96’s solution to this problem was flashbacks. Here, we are just stuck in Mohana’s apartment and yet, we know nothing about the house. The predominantly static camera doesn’t even give us an outline of the house in which we spend more than an hour. From whatever we get of the house, it seems bereft of character.

The actual story of the film arrives towards the interval when Gowri Shankar dies in Mohana’s house and their discreet meeting becomes the talk of the town. Police, neighbours, media, and even her daughter questions the morals of Mohana except for Seetha, who gets it. Here, the film takes a Pokkisham turn. The meeting of Mohana and Seetha, which was the only respite in this tiring film, was reminiscent of the phone conversation between Nadira (Padmapria) and Lenin’s wife (Anupama Kumar) from Cheran’s underrated film. But Pokkisham defines the relationship between Nadira and Lenin. With MR Bharathi’s film, it gets muddled. Seetha refers to it as ‘friendship’, but the audience knows there was romantic tension between Gowri and Mohana.

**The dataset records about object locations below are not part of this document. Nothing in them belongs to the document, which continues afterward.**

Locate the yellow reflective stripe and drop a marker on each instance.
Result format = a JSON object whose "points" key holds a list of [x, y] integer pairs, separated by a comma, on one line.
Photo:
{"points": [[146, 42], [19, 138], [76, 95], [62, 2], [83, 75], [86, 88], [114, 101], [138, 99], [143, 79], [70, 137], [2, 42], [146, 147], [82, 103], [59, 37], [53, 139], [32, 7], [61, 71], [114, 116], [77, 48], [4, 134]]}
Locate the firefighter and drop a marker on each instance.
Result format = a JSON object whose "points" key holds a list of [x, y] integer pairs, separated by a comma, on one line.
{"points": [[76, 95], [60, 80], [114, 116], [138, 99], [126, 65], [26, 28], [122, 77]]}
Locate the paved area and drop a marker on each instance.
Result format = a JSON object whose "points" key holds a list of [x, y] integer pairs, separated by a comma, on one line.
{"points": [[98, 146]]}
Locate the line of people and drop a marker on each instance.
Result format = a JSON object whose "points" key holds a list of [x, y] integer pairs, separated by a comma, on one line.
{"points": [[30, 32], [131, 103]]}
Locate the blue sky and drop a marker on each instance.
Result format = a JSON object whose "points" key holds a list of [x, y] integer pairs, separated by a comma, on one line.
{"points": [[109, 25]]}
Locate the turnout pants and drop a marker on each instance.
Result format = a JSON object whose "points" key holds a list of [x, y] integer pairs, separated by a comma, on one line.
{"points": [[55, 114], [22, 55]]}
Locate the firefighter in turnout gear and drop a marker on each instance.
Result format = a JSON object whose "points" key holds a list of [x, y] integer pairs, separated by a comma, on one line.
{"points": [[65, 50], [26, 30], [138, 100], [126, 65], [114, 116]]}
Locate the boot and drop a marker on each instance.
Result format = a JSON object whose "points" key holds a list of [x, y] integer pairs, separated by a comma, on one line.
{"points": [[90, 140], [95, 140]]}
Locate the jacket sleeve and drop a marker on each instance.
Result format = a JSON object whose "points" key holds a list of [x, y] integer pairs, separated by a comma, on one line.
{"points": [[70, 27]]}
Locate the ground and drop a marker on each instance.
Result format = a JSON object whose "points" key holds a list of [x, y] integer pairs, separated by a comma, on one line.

With heavyweights like Prakashraj, Revathi, Nasser, and Archana, the performances alone should have saved the film but when the director’s dialogues leave no room for expression, even the veterans can only do so much. Yet, the film tries to appeal to your heart. Bharathi’s thoughts are modern but his film is not. The film means well. It has good intentions, but good intentions don’t always make good cinema.